R E C E N S I O N E


Recensione di Mario Grella

Nella cultura italiana, ma forse anche in tutta quella occidentale, v’è un paradigma concettuale, per usare termini altisonanti, che è fortemente radicato nell’inconscio culturale di tutti noi, ovvero che i temi celesti abbiano poco a che vedere con i temi terrestri. Non esistono veri punti di congiunzione tra terra e cielo, tranne forse che nel momento della morte (per i credenti). Per questo motivo, mi è sembrato subito molto stimolante e dissacratorio il titolo di questo nuovo straordinario lavoro pianistico di Alexander Hawkins, ovvero Carnival Celestial, appena uscito per l’etichetta Intakt Records, che lo vede al fianco di Neil Charles al contrabbasso e percussioni e Stephen Davis alla batteria e percussioni, riuniti in questo incantevole Alexander Hawkins Trio. Se c’è qualcosa di completamente terreno è certamente il carnevale, la manifestazione più pagana che possa esistere, dove non c’è posto né per lo spirituale, né per il divino e quindi nemmeno per il celestiale o almeno per quello che celestiale significa in senso figurato. Il carnevale è carne, il celestiale è spirito.

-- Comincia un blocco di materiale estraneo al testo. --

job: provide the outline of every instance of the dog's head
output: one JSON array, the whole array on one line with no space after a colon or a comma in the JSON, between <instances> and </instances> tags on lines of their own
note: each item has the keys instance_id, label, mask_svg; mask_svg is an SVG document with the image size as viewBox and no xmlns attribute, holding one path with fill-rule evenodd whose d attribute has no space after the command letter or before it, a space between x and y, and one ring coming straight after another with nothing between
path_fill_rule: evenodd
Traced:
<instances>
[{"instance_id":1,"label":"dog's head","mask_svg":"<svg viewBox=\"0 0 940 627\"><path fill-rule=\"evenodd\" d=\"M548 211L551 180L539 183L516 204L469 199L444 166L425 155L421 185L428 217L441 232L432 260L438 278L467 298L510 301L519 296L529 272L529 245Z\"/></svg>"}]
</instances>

Non so se Alexander abbia voluto giustapporre i due termini per gusto del paradosso oppure per provocazione, ma io non lo credo, poiché Alexander Hawkins, per formazione e per cultura, ha della musica un’idea certamente trascendente. Ricordo, per chi non lo conosca bene, la sua fervente passione per la musica d’organo, oltre che naturalmente per la musica classica. Credo quindi che Carnival Celestial non sia semplicemente un bizzarro ossimoro, bensì una allusione più profonda e, per la precisione, un’allusione a un modo di fare musica “materica” con tanto e tale sentimento da portarla ad essere, o meglio a diventare, celestiale e, anzi di più, perché per arrivare ad essere celestiale, l’arte deve passare attraverso l’uomo (e il carnevale è una manifestazione assolutamente umana). Su questo preambolo concettuale si innesta un discorso strettamente musicale che porta il magnifico trio a porsi ai confini del jazz, ma anche ai confini di un classicismo di ricerca (questo sì un vero ossimoro). In Make it new, Hawkins e i suoi straordinari musicisti riprendono questo imperativo categorico, attribuito al poeta Ezra Pound (ma che viene dalla notte dei tempi), per proporre composizioni che stanno al di qua e al di là del jazz. Hawkins cammina sempre su un confine, a volte lo supera, a volte ritorna sui suoi passi, una specie di zigzagare tra generi musicali, principalmente due, ovvero il jazz e la classica, ma anche altri, come avviene in questo disco alludendo alla vitalità ritmica della Calypso music. Un trio formato da pianoforte, contrabbasso e batteria, sembra essere l’idioma classico del jazz e la sfida di Alexander & Co. sta proprio in questo: una formazione prettamente jazzistica che porta a spasso la musica su terreni sconnessi, difficili e accidentati.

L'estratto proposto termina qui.